My seventh birthday was in 1984, and it was the first year that I was old enough to own Legoland sets. My grandma was kind enough to get me a Legoland value pack for my birthday. I had been playing with basic lego bricks since I was 3 or so, but this was different.
It was a space value pack. It contained:
Space Dart I http://guide.lugnet.com/set/6824
Space Buggy http://guide.lugnet.com/set/886
Radar Truck http://guide.lugnet.com/set/889
I was completely blown away. I had never seen a minifig before, nor had I ever seen most of the small detail pieces like antenna, steering wheels, radar dishes, 1x1 trans cylinders, rocket booster parts, etc.
I memorized how to build all 3 sets and then threw out the instructions because I didn't need them anymore.
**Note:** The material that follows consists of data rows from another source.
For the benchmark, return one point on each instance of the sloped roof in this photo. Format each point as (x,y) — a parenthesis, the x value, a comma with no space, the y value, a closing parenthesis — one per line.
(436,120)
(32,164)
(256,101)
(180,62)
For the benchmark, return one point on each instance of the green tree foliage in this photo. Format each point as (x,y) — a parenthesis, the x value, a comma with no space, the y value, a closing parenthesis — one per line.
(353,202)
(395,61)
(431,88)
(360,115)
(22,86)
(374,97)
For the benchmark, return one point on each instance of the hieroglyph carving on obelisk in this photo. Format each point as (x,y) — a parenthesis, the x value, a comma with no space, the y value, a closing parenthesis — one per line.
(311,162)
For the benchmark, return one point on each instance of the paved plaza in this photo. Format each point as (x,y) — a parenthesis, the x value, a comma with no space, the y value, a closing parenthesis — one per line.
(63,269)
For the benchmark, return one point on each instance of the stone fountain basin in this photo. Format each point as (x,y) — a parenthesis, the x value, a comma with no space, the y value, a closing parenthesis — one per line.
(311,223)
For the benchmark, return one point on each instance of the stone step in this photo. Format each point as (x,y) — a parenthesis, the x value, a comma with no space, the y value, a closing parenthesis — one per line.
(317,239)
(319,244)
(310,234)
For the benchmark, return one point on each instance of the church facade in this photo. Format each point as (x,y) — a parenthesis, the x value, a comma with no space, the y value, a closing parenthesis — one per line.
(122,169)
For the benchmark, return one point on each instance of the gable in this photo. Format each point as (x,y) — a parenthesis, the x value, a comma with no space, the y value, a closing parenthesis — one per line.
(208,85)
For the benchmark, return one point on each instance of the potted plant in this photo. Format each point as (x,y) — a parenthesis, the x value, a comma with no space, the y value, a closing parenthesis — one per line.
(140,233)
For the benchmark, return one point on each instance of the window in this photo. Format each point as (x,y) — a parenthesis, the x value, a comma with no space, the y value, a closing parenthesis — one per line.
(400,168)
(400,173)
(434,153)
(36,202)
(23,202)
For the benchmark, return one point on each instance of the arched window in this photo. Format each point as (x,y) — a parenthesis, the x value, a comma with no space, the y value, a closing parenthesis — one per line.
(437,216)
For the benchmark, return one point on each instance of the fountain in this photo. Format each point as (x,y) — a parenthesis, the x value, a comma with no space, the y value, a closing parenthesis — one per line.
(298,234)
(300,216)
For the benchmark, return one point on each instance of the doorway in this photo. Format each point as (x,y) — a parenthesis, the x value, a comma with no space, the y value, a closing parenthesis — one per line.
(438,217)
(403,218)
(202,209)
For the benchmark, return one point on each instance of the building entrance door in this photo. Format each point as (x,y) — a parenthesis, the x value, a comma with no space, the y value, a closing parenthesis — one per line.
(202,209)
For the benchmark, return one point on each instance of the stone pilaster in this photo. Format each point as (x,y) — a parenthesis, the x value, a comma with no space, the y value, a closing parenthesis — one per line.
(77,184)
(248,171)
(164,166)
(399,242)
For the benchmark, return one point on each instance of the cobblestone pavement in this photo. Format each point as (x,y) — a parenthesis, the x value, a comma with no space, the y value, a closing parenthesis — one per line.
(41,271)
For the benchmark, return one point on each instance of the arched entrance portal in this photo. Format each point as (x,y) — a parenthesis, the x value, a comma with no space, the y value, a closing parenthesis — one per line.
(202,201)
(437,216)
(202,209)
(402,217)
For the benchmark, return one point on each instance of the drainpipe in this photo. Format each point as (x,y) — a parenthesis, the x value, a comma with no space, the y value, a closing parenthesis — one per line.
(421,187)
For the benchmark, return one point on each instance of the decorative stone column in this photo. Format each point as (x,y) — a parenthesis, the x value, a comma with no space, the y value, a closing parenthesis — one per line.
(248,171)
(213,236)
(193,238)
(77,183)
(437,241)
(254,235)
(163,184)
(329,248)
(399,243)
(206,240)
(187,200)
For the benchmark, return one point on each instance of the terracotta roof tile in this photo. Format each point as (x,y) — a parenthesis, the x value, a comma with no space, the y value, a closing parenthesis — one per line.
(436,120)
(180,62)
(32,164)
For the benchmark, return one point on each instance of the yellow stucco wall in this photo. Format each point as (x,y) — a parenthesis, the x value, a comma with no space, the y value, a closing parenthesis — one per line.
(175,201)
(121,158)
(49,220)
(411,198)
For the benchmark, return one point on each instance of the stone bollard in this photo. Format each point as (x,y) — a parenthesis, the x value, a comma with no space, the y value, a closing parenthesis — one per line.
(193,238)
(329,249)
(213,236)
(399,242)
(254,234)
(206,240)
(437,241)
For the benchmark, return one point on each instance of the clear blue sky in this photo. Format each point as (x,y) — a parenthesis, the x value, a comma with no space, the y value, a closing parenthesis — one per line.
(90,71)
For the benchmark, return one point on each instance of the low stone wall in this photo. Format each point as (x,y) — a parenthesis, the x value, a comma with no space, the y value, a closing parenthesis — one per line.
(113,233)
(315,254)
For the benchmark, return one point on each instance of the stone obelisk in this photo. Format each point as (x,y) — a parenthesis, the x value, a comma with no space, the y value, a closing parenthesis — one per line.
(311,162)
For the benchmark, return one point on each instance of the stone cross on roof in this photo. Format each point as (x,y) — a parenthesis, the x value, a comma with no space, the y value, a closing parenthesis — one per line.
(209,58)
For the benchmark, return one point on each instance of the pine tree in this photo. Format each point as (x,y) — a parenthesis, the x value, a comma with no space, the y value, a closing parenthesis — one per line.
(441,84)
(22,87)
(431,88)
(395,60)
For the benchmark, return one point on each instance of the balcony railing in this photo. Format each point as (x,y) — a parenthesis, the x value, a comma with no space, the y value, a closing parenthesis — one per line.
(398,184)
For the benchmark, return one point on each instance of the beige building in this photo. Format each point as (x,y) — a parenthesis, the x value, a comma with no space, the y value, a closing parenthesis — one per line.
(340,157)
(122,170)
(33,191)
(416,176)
I often looked at the 1984 Legoland flyer/pamphlet that came with each. All of the other stuff looked awesome too, but the flyer eventually got ripped accidentally and I threw it out.
I spent the next two years building houses out of basic bricks whenever I played with my Lego because I had no other Legoland sets and my friends and family did not have any so mine seemed out of place.
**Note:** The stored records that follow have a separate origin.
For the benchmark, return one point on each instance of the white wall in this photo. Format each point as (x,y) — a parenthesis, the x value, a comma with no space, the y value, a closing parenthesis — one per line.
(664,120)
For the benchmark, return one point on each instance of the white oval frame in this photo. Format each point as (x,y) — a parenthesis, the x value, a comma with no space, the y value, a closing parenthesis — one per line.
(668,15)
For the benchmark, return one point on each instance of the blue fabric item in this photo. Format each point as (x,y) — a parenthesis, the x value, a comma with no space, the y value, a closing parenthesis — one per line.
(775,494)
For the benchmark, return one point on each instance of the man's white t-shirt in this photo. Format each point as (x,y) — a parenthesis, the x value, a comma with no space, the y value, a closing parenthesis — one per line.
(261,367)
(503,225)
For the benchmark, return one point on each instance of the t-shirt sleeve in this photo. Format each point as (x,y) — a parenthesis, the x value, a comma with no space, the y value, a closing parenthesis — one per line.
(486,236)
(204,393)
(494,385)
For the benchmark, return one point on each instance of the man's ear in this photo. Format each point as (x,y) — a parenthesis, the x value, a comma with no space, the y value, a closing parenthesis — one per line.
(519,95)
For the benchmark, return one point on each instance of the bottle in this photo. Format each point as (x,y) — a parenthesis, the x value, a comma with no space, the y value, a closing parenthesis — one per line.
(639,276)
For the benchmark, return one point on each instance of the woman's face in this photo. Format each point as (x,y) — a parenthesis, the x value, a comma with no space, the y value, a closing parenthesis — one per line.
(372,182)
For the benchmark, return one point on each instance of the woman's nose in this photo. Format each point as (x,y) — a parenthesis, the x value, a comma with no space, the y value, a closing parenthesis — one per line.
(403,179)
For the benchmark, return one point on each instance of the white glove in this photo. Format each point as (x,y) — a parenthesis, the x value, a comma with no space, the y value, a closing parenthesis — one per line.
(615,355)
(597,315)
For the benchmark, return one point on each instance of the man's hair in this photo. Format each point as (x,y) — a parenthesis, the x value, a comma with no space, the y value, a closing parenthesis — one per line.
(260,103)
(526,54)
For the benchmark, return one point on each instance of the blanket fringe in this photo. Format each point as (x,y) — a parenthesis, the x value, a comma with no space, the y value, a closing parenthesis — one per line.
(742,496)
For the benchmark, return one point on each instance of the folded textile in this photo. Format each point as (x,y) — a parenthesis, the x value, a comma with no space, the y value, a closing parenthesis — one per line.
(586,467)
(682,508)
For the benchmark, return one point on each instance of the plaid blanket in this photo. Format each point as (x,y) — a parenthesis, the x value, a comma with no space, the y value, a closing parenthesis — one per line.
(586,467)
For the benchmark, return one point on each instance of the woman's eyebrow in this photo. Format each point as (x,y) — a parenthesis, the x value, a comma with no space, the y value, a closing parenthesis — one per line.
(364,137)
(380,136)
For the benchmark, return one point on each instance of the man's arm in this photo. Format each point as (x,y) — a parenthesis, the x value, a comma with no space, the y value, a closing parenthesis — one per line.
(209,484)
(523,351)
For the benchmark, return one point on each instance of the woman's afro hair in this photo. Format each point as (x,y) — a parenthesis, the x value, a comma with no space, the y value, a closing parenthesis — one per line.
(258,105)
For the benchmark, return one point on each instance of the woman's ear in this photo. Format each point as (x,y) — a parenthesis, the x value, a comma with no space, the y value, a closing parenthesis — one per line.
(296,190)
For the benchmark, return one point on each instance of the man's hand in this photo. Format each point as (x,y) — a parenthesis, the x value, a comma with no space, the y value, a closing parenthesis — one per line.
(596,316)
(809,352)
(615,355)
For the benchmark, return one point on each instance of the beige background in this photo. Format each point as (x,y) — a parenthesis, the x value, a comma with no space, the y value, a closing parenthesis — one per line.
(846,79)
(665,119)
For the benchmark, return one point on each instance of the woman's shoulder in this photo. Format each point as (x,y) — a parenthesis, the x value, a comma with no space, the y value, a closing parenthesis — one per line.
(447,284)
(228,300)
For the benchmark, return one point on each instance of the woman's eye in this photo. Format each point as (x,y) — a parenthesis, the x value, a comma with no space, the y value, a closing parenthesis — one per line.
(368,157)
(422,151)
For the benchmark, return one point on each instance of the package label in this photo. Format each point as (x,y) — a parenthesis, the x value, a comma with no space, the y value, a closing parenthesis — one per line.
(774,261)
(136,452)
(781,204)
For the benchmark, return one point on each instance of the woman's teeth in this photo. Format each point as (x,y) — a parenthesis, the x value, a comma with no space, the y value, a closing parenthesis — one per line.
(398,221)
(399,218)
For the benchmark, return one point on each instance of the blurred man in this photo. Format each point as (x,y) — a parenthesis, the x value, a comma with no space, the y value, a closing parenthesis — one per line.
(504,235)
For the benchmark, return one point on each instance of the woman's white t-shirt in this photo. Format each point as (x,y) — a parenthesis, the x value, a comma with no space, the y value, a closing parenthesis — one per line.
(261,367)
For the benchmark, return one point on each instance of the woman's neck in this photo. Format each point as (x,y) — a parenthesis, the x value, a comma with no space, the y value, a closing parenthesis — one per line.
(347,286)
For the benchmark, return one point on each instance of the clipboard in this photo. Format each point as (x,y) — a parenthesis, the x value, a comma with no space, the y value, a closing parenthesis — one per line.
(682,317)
In the summer of 1986, a series of events began to unfold that led to my cousin, my brother, and myself buying Lego at every chance for the next few years. By this time, the 1984 sets were just distant dreams seen in the flyers, and I could not find any of them locally. Even worse, my mother said, "I don't want you getting any of those castle sets because they have sharp objects in them".
I was mostly a collector of town and small space sets in 1986-1987. In 1988, I started to collect castle and by 1990 I was almost exclusively collecting castle, but I never had enough money for the larger sets.
By then I had broken the max age of 12 on Legoland sets. My cousin and brother had stopped playing/collecting in 1989 when Lego stopped making Blacktron. In 1992, my only Lego playing and collecting friend at school moved away. The darkness finally consumed me.
Around that time, Legoland was replaced with SYSTEM. I have never understood that change, and I doubt that I ever will. For me, there was never a more perfect time and place than walking down the Lego aisle. To my left and to my right, there was nothing but Lego floor to ceiling from one end of the aisle to the other. Boxes clearly marked Basic or Technic, and of course those yellow boxes which displayed the Legoland banner and filled me with awe and wonder time and again . From 1986 - 1990, that was the most perfect place in the world. That aisle had a truly magical feeling back in the days of Legoland, and there is no place I would rather revisit if I could.
That aisle now contains Lego on half of one side, 1/4 of what there used to be. The set designs are not inspiring, and everything is broken up into a bunch of mini themes that only stick around for a year. It seems that TLG is unsuccessful with any minifig based product line that isn't licensed (and with some that are). The Lego aisle is constantly shrinking and set quality has never been close to the way it was in the 80s. I fear that set quality will stay in the pit and the shelf space will continue to shrink, and all I can do is mourn the loss of Legoland.
That fictional land filled with yellow smiling people shaped who I am today much more than any cartoons, video games, sports, or action figures ever could.